From: Dean Snyder (dean.snyder@jhu.edu)
Date: Wed Mar 09 2005 - 12:44:21 CST
Peter Constable wrote at 9:49 PM on Monday, March 7, 2005:
>Whenever anyone suggests that something isn't plain text, one can always
>respond that the question of what is plain text is begged.
>
>A: "I want characters for A-Z that flash when displayed."
>B: "That isn't plain text."
>A: "Well, that's begging the question..."
Why stop with this ridiculous straw man example? Why not suggest
characters that deform based on ambient sounds?
>Ken's point is that, after years of working with architecting and
>designing implementations for processing of text, he (and many others)
>would consider this far better handled as rich or marked-up text rather
>than plain text.
Apparently others do not agree with you. That makes this a legitimate
candidate for discussion which is all I've suggested so far.
>I quite agree with that judgment. This idea has several complications. I
>certainly think it's a good idea that paleographers should have a way to
>convey such information, but not in plain text.
You give no reason why encoded damage indicators are a bad idea. And you
offer no definition of plain text.
>The one thing that
>resembles this that I *do* think might be appropriate for plain text is
>the case of a base character that has become illegible due to
>degradation of the document, while there are marks that combine with
>that base that are still identifiable. This goes rather beyond that,
>though.
Why is damage to a base character with combining characters plain text,
but damage to a stand-alone base character is not plain text?
>Some complications:
>
>- You say that one of these rendering modifier characters would proceed
>the character they modify. How do they interact with combining
>sequences?
There are at least two ways to handle base plus combining characters with
damage - as conjointly damaged components or as separately damaged units.
For my purposes conjointly damaged components would be sufficient.
>Are the combining characters?
I suggest that damage indicators be default ignorable, invisible base
characters; I see no reason for them to be combining characters.
>Do they have scope over only
>the immediately adjacent character or over a combining sequence?
See above. For my purposes, a sequence of damage indicators would apply
to a combining sequence.
>If the
>latter, what happens if a combining sequence has more than one, e.g.
>< base, R1, mark R2, mark, R3, mark
>where Rn are various rendering modifiers.
Rules of precedence ... with damage indicators having highest precedence.
>- It is not at all obvious how these would interact with scripts in
>which the character-glyph mapping is complex and non-linear.
Since the damage, by definition, is based on visibility to humans it
would track the visible glyphs.
>- You conceive of this as simply having an effect on the rasterized
>image, e.g. in terms of alpha-channel transparency.
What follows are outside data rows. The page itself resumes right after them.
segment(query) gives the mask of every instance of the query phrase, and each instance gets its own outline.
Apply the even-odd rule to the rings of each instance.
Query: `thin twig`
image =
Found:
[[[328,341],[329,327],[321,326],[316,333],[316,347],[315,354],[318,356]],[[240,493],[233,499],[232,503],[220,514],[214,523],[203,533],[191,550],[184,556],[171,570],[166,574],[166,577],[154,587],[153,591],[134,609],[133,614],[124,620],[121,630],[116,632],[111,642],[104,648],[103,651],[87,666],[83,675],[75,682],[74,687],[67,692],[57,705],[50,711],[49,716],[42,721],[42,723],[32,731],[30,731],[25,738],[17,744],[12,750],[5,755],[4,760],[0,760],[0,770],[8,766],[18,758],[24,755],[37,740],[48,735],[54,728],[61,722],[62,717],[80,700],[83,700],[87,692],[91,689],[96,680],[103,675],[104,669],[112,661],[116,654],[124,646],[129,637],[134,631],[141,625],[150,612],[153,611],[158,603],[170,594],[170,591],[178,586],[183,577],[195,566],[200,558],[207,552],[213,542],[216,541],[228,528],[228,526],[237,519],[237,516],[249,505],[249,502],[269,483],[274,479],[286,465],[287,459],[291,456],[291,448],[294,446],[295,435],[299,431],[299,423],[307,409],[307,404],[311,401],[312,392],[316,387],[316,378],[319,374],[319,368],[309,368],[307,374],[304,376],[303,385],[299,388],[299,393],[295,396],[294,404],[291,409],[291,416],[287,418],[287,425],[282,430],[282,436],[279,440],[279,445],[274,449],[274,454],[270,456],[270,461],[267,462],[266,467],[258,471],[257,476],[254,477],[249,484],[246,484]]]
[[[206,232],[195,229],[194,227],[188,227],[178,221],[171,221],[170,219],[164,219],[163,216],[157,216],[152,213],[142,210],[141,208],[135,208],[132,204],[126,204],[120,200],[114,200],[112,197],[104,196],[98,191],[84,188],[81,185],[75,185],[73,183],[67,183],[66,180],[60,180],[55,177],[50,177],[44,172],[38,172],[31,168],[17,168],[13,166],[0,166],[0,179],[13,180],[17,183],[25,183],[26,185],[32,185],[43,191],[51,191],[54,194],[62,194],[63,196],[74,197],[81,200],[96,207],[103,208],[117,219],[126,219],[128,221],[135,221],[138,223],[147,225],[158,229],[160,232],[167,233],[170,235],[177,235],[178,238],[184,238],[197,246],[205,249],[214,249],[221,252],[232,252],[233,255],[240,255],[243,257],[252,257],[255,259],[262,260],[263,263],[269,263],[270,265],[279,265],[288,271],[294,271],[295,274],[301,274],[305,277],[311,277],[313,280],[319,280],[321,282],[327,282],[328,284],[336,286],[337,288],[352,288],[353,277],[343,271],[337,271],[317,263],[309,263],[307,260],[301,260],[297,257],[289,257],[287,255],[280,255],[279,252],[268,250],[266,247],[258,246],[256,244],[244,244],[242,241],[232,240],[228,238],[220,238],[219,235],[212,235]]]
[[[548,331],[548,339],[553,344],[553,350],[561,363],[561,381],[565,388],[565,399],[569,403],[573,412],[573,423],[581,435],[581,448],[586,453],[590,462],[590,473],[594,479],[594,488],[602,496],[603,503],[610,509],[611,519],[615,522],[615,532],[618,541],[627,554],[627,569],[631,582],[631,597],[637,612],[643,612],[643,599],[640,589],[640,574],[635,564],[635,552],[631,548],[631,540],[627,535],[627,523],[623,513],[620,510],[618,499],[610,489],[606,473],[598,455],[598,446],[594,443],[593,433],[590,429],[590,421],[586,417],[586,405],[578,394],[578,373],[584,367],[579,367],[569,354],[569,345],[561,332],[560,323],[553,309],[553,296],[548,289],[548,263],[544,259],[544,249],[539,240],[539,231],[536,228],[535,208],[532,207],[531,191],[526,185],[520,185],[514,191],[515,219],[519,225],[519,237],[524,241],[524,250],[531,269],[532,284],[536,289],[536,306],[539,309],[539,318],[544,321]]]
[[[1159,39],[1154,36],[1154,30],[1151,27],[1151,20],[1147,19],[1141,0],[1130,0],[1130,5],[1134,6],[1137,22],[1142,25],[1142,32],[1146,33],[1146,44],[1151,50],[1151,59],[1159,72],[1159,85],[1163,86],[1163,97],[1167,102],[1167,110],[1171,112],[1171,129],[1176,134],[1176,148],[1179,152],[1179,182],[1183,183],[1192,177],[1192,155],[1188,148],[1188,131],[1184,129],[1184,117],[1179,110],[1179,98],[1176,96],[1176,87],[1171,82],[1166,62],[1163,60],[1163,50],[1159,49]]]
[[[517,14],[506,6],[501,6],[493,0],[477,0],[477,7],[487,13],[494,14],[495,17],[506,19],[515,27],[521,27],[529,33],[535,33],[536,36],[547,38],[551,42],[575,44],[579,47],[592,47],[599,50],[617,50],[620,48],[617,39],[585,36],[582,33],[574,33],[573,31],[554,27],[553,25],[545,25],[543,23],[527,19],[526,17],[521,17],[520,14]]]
You cannot expect
>such a thing to get widely implemented -- it would remain something
>found only in special-purpose applications.
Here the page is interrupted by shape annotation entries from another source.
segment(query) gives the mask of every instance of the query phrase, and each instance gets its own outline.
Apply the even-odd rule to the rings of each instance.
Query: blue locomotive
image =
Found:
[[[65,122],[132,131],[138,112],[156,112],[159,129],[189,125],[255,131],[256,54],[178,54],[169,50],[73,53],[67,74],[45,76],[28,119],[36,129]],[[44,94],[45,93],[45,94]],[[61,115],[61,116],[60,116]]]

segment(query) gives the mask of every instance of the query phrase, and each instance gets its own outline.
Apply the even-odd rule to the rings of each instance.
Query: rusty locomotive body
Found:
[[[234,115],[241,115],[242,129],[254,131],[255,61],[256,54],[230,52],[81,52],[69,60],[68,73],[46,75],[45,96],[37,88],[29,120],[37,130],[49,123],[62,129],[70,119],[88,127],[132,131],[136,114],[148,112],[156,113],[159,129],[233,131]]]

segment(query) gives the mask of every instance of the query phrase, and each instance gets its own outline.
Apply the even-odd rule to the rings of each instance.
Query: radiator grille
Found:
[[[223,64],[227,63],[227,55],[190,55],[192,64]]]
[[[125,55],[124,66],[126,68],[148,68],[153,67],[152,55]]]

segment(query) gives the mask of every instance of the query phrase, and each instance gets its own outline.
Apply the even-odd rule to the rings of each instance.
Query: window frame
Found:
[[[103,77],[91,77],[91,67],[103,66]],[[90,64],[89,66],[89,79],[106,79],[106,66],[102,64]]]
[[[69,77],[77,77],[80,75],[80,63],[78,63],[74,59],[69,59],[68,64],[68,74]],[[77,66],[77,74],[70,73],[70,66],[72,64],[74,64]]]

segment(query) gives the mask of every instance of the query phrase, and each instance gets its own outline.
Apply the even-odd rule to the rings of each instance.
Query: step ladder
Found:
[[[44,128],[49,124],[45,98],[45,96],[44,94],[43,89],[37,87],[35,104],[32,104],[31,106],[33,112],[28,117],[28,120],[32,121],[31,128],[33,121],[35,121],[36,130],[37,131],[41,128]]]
That's YOUR opinion about one of my original questions, but even if it
were true, there would still be enough reason to encode these damage
indicators.
>This would be the case for a
>variety of reasons, starting with people not wanting to tinker with code
>that is widely-deployed
Bit manipulation of raster images is trivial and ubiquitous, it is not
"tinkering". For example, all modern OS'es have added anti-aliasing of
text, which is a much more extensive, invasive, pervasive, and
complicated "tinkering with code" than what I have suggested.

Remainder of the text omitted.